Ich kann vor Aufregung nicht sprechen und nicke nur. John sieht mich mit einem zärtlichen Blick an, schnell beugt er sich vor und küsst mich auf die Wange. Auf meinen tadelnden Blick hin sagt er entschuldigend:

„Verzeih, sie sehen so hinreißend aus, ich konnte einfach nicht anders.“

„Na, gut, ihnen sei verziehen. Komm, last uns jetzt ans Meer gehen.“

John lacht leise.

„Dann schnell, bevor sie mich auch noch vermissen.“

„Haben sie mich vermisst?“

„Was denken sie, warum ich sie gesucht habe?“

John öffnet eine geheime Tür in einer der Regalreihen. Der geheime Mechanismus ist, mich wundert gar nichts mehr, hinter Robinson Crusoe versteckt. John führt mich durch einen dunklen engen Gang, dann höre ich ein Klicken, eine weitere Geheimtür springt auf und wir stehen in der Küche. Zum Glück sind die Bediensteten schon fertig mit Aufräumen und niemand sieht wie wir das Haus durch den Dienstboteneingang verlassen. John durchquert den Garten, bis zu einer kleinen schmiedeeisernen Tür, die er mit einem Schlüssel, den aus seiner Jackentasche zaubert, öffnet. Von dort aus führt eine Steintreppe den Hügel hinab zum Strand. Ich ziehe die Schuhe aus und bohre meine Zehen in den warmen Sand. Die Wellen rollen sanft an den Strand. Ein dünner weißer Saum aus Gischt schmückt den feinen Sandstrand, wie eine Spitzenbordüre. Der riesige Mond wirft eine verschwenderische Fülle von Diamantsplittern auf das Wasser. Ich kann mich nicht sattsehen.

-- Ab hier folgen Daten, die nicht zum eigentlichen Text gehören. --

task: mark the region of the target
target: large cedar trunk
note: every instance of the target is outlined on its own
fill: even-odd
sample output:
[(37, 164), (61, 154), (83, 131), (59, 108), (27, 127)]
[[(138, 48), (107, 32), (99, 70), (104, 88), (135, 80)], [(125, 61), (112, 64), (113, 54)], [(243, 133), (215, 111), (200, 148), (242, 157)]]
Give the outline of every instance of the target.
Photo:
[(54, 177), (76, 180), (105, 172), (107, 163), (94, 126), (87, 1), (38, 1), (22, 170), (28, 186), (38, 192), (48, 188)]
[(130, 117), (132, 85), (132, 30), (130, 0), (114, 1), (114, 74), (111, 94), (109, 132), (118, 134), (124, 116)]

„Gefällt es ihnen?“, fragt John.

„Und wie! Danke! Vielen Dank! Es ist wundervoll!“

Ich umarme ihn begeistert und er legt seine Arme mich. Mein Kopf lehnt an seiner Schulter und John vergräbt seine Nase in meinem Haar. Ich spüre seine Wärme, seinen verführerischen Duft, sein Atem streicht sanft über meine Haut und ich habe plötzlich ein völlig zwiespältiges Gefühl. Ich schwanke zwischen Sicherheit, Wehmut, Liebe, Traurigkeit, Nostalgie, Deja-vu, Illusion und Realität. Ich rühre mich nicht vom Fleck und auch John hält mich ganz still in seinen starken Armen. Ich kann durch den teuren Stoff sein Muskelspiel spüren. Am liebsten würde ich die Augen schließen, mich ganz diesem Augenblick und ihm hingeben. Es kostet mich große Anstrengung es nicht zu tun, aber der Gedanke an Raoul, lässt nicht zu, dass ich mich verliere.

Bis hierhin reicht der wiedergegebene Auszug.